Every so often you've gotta make some abstract art!
Over the years I've learned to get the juices flowing by introducing a few of Kandinsky's abstract works, such as his Composition 8, shown here.
Born in 1866, Russian artist Wassily Kandinsky was an abstract expressionist. He often used clean lines and graphic-like images to create his abstract paintings. He decided as a young artist that shapes and colors alone could be the subject of his art.
Often very playful, his art incorporated geometrical shapes, circles and dots, checkerboard patterns (sometimes skewed), angles, and a few organic shapes and squiggles just to change things up. His colors could be subtle, bright, or bold. No rules!
After taping our watercolor paper to our boards, we traced a variety of items to create geometric shapes all over the composition. Some did this randomly; others considered and planned every shape, line, and pattern very carefully. We then placed strips of masking tape randomly through and across the design.

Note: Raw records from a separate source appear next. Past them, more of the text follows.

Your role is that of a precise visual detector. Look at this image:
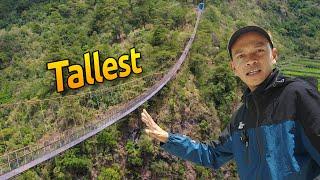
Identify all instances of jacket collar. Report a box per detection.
[241,68,286,103]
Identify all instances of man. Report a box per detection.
[141,26,320,179]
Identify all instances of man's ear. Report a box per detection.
[271,48,278,65]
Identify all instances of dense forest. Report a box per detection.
[0,0,319,179]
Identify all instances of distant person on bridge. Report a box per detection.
[141,25,320,179]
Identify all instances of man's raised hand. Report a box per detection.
[141,109,169,143]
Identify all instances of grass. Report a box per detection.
[278,56,320,90]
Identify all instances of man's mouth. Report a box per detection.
[246,69,261,76]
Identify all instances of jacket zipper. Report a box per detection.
[244,131,250,164]
[242,99,251,164]
[253,96,262,180]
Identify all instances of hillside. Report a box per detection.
[0,0,319,179]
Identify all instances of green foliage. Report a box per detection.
[0,82,12,104]
[0,32,21,69]
[150,160,171,177]
[137,134,155,155]
[195,165,213,179]
[64,157,91,174]
[97,126,120,152]
[16,170,40,180]
[98,164,121,180]
[258,0,320,56]
[125,140,143,167]
[122,138,146,179]
[152,26,169,46]
[154,49,176,65]
[57,155,92,178]
[131,0,154,27]
[189,53,206,77]
[191,27,238,127]
[203,64,237,126]
[199,120,210,135]
[168,5,188,29]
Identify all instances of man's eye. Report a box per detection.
[237,54,244,59]
[257,49,265,53]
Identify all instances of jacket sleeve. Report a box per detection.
[296,83,320,165]
[160,123,234,169]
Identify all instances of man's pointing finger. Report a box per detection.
[143,109,152,119]
[141,112,149,120]
[144,110,153,120]
[141,117,152,127]
[142,114,152,125]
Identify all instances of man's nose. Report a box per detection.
[246,59,258,66]
[246,53,258,66]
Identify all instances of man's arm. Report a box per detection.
[296,82,320,165]
[141,109,234,169]
[160,124,234,169]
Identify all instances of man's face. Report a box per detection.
[230,32,277,91]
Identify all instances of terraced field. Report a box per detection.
[278,56,320,90]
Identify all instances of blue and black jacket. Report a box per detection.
[160,68,320,179]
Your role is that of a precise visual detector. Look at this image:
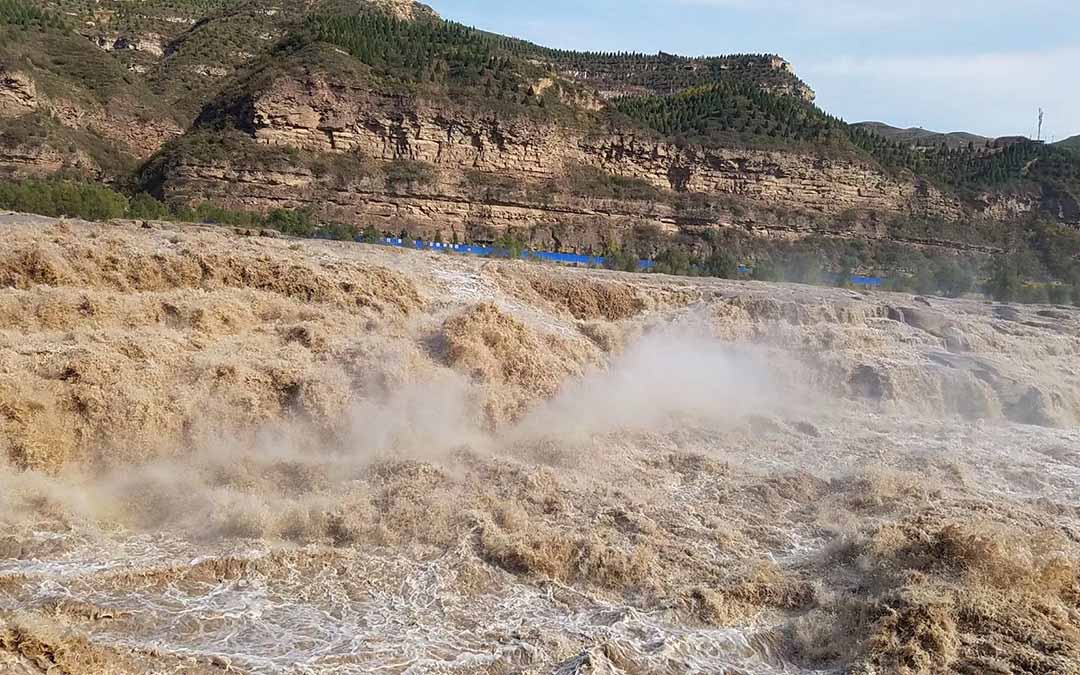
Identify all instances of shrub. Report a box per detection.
[0,0,66,28]
[383,160,436,193]
[266,208,316,237]
[565,164,663,202]
[321,222,357,241]
[604,246,640,273]
[464,170,522,200]
[932,259,975,298]
[703,250,739,278]
[0,179,128,221]
[494,231,526,258]
[1048,284,1073,306]
[0,178,335,242]
[128,192,171,220]
[361,225,381,243]
[188,202,260,227]
[750,259,781,282]
[653,248,692,276]
[309,150,374,187]
[984,257,1021,302]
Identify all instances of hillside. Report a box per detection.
[1,0,1079,286]
[1057,134,1080,156]
[851,121,989,150]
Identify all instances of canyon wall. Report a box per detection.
[157,74,992,253]
[245,76,954,215]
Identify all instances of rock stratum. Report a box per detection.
[2,215,1080,674]
[153,73,962,253]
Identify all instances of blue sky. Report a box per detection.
[424,0,1080,140]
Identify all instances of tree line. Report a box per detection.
[615,84,1080,196]
[306,13,526,93]
[614,82,847,146]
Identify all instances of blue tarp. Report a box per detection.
[376,238,657,270]
[371,238,883,283]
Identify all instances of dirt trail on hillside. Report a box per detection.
[2,216,1080,674]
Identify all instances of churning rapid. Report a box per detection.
[1,214,1080,674]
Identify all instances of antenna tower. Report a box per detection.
[1038,108,1044,141]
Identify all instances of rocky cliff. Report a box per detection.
[155,73,982,253]
[245,76,900,210]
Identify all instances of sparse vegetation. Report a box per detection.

Next, we painted. We randomly filled in our designs with lots of watercolor: bright colors, bold colors, and subtle colors. After the paint was dry, we carefully removed the tape (not the tape on the edges) and added bold lines and other details. Some lines went right over the previously taped areas.
Once the composition was complete, we erased any remaining pencil lines within the white areas and removed the tape from around the edges.